Pur consapevole del fatto che tale incarico sarà essere finalizzato soprattutto a creare le condizioni più idonee per favorire la crescita numerica degli iscritti e la nascita di un gruppo dirigente giovane e capace, la cui sintesi sarà rappresentata dal Congresso comunale da celebrarsi nei primi mesi del 2013, ritengo che verrei meno alla responsabilità politica affidatami se omettessi di valutare, insieme a tutti gli Iscritti, lo stato di grave crisi politica e amministrativa in cui versa la nostra Palagiano.

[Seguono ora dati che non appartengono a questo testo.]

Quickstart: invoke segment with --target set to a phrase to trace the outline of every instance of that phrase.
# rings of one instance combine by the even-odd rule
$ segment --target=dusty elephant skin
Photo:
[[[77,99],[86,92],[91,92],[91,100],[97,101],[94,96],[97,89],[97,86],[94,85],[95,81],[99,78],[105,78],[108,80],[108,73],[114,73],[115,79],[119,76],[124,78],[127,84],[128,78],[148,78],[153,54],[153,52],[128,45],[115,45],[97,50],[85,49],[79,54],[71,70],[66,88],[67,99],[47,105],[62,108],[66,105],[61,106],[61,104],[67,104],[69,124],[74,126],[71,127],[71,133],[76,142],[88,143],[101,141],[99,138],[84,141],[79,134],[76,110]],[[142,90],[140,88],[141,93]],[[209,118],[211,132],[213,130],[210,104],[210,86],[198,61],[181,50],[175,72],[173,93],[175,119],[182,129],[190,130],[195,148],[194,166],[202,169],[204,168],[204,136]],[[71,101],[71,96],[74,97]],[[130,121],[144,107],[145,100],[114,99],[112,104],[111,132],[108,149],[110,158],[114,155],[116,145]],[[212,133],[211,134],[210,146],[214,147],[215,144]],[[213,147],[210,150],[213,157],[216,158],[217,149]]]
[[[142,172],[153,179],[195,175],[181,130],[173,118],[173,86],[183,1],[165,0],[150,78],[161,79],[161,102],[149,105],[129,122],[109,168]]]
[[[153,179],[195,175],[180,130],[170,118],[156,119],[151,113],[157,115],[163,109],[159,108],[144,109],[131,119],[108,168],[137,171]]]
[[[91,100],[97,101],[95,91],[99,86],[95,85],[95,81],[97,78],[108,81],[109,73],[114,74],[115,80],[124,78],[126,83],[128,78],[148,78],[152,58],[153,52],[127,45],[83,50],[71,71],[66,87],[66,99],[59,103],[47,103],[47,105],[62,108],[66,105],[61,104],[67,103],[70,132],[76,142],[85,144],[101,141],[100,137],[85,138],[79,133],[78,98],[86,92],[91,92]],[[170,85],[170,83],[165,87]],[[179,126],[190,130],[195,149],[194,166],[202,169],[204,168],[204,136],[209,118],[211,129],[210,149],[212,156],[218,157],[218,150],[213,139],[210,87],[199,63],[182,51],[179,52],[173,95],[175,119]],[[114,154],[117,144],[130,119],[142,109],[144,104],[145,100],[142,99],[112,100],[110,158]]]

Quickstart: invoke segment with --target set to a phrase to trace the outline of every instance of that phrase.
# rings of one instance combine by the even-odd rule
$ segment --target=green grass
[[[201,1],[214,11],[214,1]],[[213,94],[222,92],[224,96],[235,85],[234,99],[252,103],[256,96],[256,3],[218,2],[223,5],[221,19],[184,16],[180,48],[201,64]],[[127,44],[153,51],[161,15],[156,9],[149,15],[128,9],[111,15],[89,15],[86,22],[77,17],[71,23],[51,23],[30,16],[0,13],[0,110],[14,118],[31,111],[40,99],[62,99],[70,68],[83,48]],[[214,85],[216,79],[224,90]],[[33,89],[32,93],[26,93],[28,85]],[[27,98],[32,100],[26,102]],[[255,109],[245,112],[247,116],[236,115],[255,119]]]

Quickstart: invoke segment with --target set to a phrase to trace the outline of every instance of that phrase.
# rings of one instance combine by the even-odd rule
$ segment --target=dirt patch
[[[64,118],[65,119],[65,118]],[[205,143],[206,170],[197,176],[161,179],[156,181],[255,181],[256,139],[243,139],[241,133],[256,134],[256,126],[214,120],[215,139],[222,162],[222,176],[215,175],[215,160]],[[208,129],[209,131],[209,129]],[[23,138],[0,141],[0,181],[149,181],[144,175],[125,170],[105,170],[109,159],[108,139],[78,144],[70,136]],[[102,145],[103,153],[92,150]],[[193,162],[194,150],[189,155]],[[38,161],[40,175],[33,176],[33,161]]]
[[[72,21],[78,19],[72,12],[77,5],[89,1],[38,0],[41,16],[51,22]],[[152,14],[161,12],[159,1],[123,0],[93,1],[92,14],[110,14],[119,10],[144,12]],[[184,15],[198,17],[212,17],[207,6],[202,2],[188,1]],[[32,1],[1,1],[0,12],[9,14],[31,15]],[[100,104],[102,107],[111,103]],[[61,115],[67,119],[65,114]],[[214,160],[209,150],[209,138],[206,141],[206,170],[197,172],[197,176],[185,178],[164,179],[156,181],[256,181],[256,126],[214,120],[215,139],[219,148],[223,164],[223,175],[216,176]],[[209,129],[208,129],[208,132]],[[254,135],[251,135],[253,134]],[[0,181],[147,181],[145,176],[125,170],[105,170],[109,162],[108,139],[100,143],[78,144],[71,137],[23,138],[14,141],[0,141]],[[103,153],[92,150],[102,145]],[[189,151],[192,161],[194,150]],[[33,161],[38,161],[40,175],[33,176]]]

Pertanto sarà mio fermo proposito coniugare sin da ora la propaganda riguardante tematiche aventi respiro nazionale, quali i quattro temi referendari di cui il partito si è fatto promotore, e la valutazione dell’operato svolto da un’Amministrazione comunale che sembra già avere il “fiato corto”.

Non si possono infatti sottacere le gravi vicende che hanno riguardato l’inosservanza di leggi e norme da parte di ditte private (si vedano la “questione parcheggi” a Chiatona e lo scandaloso stato del servizio di raccolta e smaltimento rifiuti) e perfino di amministratori (“caso Petrocelli”), o la discrezionalità assoluta manifestata nei confronti di quei Cittadini ai quali il Presidente del Consiglio comunale ha preteso impartire lezioni su come e quando applaudire. Mai a memoria d’uomo l’Assise comunale era stata condotta tanto in basso.